Five opportunities to interact with coordinate systems in ArcMap…
- Your layer’s defined coordinate system
- Your data frame coordinate system
- The DEFINE PROJECTION command
- The PROJECT command
- The PROJECT RASTER command
Your layer’s defined coordinate system
This is the coordinate system that was used when creating the data.
Imagine a point layer you create using GPS. Before you begin your data collection, you intentionally change the settings on your GPS to store XY locations using the State Plane Georgia East coordinate system. The defined coordinate system of this GIS layer is, State Plane Georgia East.

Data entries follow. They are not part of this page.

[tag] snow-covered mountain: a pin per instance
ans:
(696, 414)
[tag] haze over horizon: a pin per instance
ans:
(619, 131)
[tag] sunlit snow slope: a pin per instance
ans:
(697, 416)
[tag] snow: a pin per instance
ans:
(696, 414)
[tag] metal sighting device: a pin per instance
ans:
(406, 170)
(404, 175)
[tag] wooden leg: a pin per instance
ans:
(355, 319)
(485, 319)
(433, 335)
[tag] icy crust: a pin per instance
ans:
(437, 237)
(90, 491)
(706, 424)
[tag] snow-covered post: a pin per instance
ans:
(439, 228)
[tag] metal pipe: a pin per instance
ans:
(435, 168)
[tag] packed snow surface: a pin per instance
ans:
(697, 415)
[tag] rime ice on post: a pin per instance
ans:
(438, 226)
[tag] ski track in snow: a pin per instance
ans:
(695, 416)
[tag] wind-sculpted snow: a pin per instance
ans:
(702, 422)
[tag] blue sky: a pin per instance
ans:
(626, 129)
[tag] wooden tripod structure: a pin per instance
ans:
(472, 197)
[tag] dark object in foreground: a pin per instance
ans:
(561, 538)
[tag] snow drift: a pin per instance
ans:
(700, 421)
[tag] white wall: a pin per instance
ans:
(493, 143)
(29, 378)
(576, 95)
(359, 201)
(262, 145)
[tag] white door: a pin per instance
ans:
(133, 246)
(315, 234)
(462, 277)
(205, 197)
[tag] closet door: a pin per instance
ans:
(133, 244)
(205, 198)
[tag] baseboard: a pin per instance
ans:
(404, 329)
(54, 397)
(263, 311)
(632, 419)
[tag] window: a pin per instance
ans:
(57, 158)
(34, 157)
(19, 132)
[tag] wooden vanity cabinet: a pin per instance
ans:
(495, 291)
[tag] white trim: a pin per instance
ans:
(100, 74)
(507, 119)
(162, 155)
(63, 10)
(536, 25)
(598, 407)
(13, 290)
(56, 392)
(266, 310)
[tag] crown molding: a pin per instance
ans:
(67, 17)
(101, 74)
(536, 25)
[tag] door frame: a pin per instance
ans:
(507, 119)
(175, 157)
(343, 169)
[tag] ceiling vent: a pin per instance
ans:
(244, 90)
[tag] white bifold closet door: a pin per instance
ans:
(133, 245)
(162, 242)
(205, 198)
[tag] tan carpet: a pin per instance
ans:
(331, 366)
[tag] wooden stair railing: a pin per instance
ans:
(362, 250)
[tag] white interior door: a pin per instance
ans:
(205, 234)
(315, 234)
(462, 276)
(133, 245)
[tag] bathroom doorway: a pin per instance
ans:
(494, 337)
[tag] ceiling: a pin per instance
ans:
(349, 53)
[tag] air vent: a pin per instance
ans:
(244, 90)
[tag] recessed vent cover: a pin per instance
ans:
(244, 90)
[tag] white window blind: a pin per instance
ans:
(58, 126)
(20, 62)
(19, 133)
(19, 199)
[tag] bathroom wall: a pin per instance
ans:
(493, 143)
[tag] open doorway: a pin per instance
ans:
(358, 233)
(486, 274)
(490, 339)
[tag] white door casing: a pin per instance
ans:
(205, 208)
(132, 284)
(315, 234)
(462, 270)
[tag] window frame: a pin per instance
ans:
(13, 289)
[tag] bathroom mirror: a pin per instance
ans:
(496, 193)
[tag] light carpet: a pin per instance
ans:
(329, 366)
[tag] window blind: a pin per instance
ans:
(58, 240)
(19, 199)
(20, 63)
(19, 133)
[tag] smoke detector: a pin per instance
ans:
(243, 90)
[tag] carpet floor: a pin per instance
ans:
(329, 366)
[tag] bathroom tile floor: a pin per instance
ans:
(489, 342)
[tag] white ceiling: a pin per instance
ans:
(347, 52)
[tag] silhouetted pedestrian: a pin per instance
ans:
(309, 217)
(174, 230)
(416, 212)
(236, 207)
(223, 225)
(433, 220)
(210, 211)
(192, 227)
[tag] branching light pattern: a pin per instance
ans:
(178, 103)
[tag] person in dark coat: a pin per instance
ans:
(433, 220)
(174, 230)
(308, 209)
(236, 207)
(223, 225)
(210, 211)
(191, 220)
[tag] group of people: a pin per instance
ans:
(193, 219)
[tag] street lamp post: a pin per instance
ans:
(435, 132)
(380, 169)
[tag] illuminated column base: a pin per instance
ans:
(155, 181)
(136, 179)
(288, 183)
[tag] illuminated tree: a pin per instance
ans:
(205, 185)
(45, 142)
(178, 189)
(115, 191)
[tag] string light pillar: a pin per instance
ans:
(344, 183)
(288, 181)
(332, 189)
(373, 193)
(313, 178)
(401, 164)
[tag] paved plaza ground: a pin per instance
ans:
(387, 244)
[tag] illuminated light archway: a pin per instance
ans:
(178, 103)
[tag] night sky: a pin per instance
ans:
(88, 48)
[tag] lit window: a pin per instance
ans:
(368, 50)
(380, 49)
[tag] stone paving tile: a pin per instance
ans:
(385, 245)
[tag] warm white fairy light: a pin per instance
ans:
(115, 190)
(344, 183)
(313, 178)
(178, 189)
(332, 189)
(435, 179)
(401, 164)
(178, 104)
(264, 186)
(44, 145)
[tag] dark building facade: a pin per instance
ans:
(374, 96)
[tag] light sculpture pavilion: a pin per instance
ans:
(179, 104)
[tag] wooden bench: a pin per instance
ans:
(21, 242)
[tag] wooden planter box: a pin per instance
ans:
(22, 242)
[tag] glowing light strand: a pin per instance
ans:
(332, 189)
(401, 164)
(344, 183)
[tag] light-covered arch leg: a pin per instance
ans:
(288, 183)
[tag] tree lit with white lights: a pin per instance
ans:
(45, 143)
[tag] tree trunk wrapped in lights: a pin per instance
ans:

If, for example, you digitize a property based on what you see on the NAIP aerial photographs, then those resulting layers will inherit the aerial photograph’s coordinate system.
Two easy ways to figure what coordinate system your layer is using is to 1) read the associated metadata or to 2) ask the creator of the data “what coordinate system is this layer using?”
The data frame coordinate system
ArcMap will automatically ‘project-on-the-fly’ your GIS layers to match the assigned data frame coordinate system. You access the data frame coordinate system by View > Data Frame Properties > Coordinate System tab. This is why our Lat/Long layer overlaid our land cover layer last week.
The DEFINE PROJECTION command
If you have a layer with an ‘Unknown Spatial Reference’ (an ArcMap pop-up will let you know if this is the case), you should use the DEFINE PROJECTION tool. This tool does NOT change a layer’s coordinate system and it does not create a new layer; this tool only changes the associated metadata so ArcMap can correctly display the data.
The PROJECT command
When performing an analysis, you need to ensure all of the inputs are cast in the same coordinate system. The PROJECT command to ‘mathematically transform data from one coordinate space to another’. This command does create a new layer so you should use a smart naming convention.
The PROJECT RASTER command
The above rule of thumb also applies to raster data. If you are performing a raster analysis, you need to ensure all layers are cast using the same coordinate system. Use the PROJECT RASTER command to mathematically transform your rasters from one CS to another.